Multi-Factor Authentication. You know you need it. But you find the cost of rolling it out is too high. Specifically, the operational cost of enrolling those 2nd-factor devices, assigning them to users, resetting them when forgotten, etc. So you do nothing and do not reap the benefits. Is there an alternative?

Yes. We can instead employ a trade-off in security and cost called Trust On First Use. Imagine, a user is sent an email “Your account now has 2-Factor Authentication enabled. On your next login you will be forced to enroll”. We can reduce the risk by reducing the time window. Instead, that email might say “You must login in the next 24-hours and enroll”.

So the tradeoff here is simple. We know multi-factor authentication dramatically reduces risk, permanently. And, we are trading off the risk that a bad actor is able to guess a password and log in during this time window. But, if they do, the person who’s account they are masquerading will discover (since they can no longer log in since they don’t have the 2nd factor).

This can work for any type of 2nd-factor. It can be a software application (Time-based One-Time Password, TOTP, like Authy, Google Authenticator, etc). It can be a Universal 2-Factor U2F device (like a YubiKey, Google Titan). It can be a push-technology (Web Push Notification, SMS, a Messenger). The key here, the user is presumed trusted the first time (for some time window). They self-enroll. This skips the steps of the IT team having to manage enrollment.
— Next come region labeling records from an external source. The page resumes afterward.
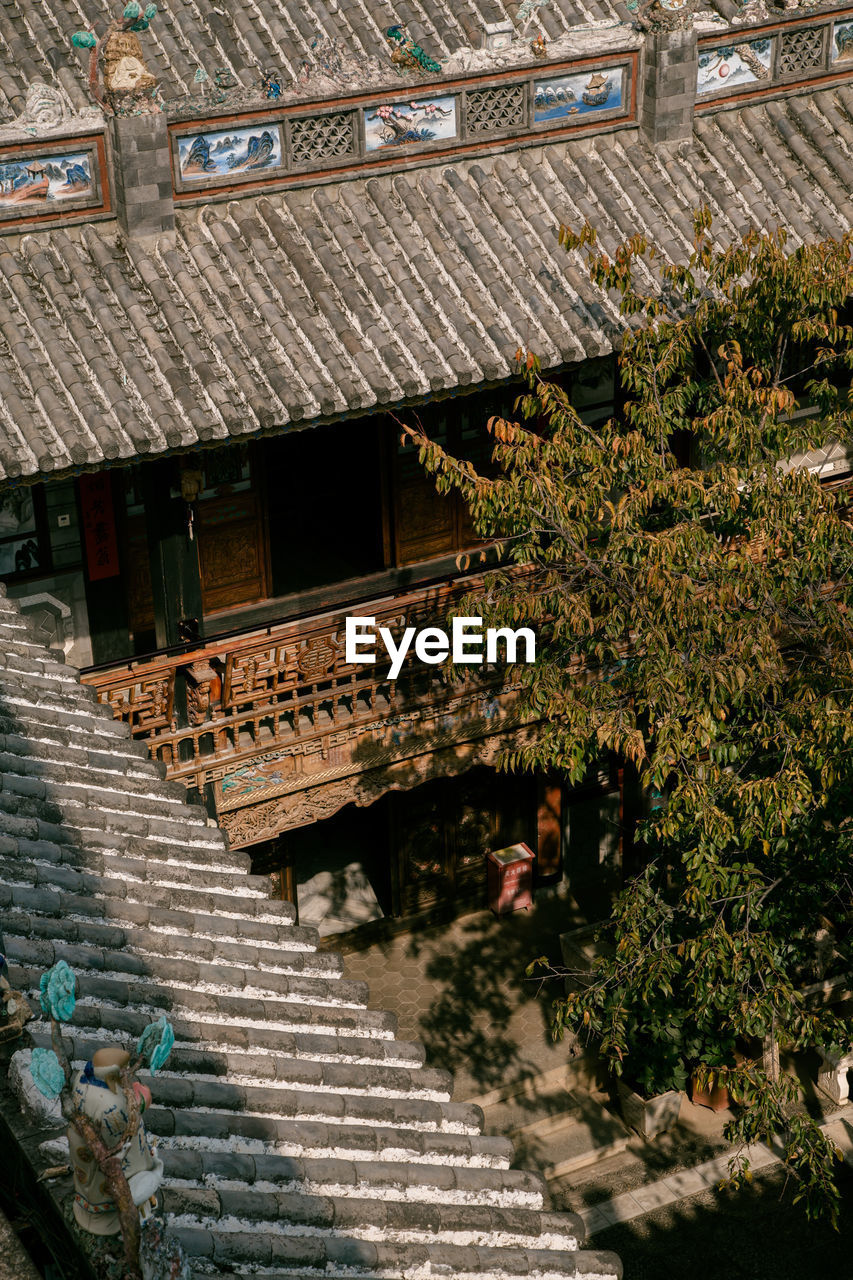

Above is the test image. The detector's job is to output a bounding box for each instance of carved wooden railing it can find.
[82,579,506,790]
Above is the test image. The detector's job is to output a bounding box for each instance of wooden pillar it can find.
[141,458,204,649]
[77,472,131,663]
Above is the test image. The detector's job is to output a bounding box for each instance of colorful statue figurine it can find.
[0,957,32,1042]
[68,1048,163,1235]
[261,72,282,100]
[386,27,442,72]
[72,0,161,115]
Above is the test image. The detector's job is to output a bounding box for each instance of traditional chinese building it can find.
[0,0,853,932]
[0,583,622,1280]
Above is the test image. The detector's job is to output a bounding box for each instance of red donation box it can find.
[485,845,535,915]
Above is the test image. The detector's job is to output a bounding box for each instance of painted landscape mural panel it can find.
[178,124,282,182]
[0,151,95,216]
[364,97,456,151]
[533,67,622,124]
[695,40,774,93]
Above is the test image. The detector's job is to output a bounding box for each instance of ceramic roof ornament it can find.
[386,27,442,74]
[72,0,161,115]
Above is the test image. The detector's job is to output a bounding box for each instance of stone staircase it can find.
[0,596,621,1280]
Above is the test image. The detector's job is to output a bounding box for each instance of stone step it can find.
[15,937,356,1009]
[146,1082,483,1142]
[159,1146,544,1211]
[34,1018,430,1087]
[10,964,370,1025]
[173,1219,604,1280]
[0,748,185,814]
[158,1119,512,1183]
[0,837,268,904]
[0,868,293,937]
[151,1053,453,1116]
[163,1183,584,1251]
[3,690,128,742]
[484,1089,631,1180]
[0,645,79,685]
[4,911,325,978]
[0,797,224,863]
[0,731,166,787]
[51,966,397,1048]
[27,772,207,827]
[0,906,312,964]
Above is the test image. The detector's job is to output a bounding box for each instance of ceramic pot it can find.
[690,1075,729,1111]
[616,1079,683,1140]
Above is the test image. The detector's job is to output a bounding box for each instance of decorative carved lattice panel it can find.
[97,671,174,733]
[465,84,526,133]
[291,111,355,164]
[779,27,824,76]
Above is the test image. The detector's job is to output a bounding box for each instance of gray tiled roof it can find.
[0,86,853,477]
[0,595,621,1280]
[0,0,630,112]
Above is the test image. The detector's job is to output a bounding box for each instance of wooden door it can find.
[196,490,269,614]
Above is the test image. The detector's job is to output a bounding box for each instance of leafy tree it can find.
[405,210,853,1217]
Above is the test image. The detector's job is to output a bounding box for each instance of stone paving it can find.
[345,897,576,1101]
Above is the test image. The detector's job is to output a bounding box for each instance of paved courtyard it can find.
[346,899,853,1280]
[335,897,573,1101]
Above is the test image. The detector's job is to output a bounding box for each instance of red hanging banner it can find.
[79,471,120,582]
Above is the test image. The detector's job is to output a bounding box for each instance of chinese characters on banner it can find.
[79,472,119,582]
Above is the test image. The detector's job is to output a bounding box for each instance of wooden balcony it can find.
[82,577,532,845]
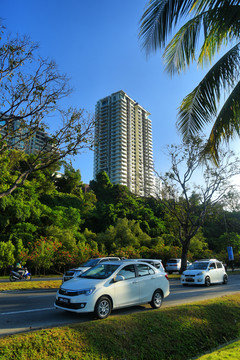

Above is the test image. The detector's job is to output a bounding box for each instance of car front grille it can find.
[55,300,86,309]
[58,289,78,296]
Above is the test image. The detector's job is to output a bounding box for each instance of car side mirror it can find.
[114,275,124,282]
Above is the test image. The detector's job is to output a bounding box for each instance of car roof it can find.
[194,259,221,262]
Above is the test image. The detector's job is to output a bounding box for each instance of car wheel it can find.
[150,290,163,309]
[223,275,228,284]
[205,276,211,286]
[94,296,112,319]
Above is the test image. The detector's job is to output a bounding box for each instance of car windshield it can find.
[79,264,119,279]
[188,262,208,270]
[167,259,180,264]
[81,259,99,267]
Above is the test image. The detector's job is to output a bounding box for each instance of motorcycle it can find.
[9,268,32,282]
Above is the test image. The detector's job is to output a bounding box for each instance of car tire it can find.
[205,276,211,287]
[150,289,163,309]
[223,275,228,285]
[94,296,112,319]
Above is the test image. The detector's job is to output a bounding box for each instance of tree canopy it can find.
[139,0,240,163]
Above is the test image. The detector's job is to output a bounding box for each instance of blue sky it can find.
[0,0,238,183]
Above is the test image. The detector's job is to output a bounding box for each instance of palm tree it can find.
[139,0,240,164]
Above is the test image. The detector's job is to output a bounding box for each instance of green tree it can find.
[159,139,239,271]
[0,240,15,273]
[54,163,82,196]
[0,29,94,198]
[139,0,240,162]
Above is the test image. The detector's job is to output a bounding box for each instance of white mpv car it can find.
[54,260,169,319]
[181,259,228,286]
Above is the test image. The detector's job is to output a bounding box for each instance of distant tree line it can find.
[0,153,240,274]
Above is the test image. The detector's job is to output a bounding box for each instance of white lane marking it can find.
[0,307,55,315]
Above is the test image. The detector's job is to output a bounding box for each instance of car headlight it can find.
[77,288,95,296]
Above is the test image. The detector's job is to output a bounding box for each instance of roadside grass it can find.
[0,280,62,292]
[0,294,240,360]
[196,340,240,360]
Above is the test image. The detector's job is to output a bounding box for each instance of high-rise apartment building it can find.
[94,90,154,196]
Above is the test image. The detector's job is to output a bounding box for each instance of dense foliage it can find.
[0,155,240,274]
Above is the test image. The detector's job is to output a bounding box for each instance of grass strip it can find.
[196,340,240,360]
[0,294,240,360]
[0,280,62,292]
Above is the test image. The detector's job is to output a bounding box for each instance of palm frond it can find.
[177,43,240,139]
[198,2,240,65]
[204,82,240,162]
[139,0,195,53]
[163,15,203,75]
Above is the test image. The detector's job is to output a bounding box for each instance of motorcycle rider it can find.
[16,261,25,277]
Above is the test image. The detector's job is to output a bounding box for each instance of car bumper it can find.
[181,276,205,285]
[54,295,94,313]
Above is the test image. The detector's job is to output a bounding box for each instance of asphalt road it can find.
[0,275,240,336]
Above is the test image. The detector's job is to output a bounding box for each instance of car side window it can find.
[209,263,216,269]
[136,264,155,276]
[118,265,136,280]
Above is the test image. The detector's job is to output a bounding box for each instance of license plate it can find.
[58,297,69,304]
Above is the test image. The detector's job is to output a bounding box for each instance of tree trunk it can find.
[180,239,191,273]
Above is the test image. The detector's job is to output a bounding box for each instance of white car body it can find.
[181,259,228,286]
[166,259,191,274]
[55,260,169,318]
[137,259,165,272]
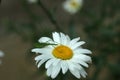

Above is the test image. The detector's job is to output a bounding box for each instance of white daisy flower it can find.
[63,0,83,14]
[32,32,91,79]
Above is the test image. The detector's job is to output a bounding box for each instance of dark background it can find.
[0,0,120,80]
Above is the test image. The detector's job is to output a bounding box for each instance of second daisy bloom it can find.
[63,0,83,14]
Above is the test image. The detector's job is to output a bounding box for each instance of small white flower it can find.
[63,0,83,14]
[0,51,4,64]
[27,0,37,3]
[32,32,91,79]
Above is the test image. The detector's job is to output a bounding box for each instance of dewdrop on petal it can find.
[32,32,91,79]
[63,0,83,14]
When your organisation rolls out Multi-Factor, they systematically reduce risk. The Trust-On-First-Use itself is not higher risk than not using multi-factor. Use this approach to get MFA rolled out today.

Trust-On-First-Use is not appropriate for encryption (where a MITM attack can render it pointless), but I feel it works well for authentication of a person where you already have a single-factor, and, your alternative is to continue to have only a single factor.

Every one of your users has a mobile device (trust me). All mobile devices support Web Push Notifications. You can use this, their browser, their device, as your 2nd factor. It costs you nothing, the convenience for the user is high.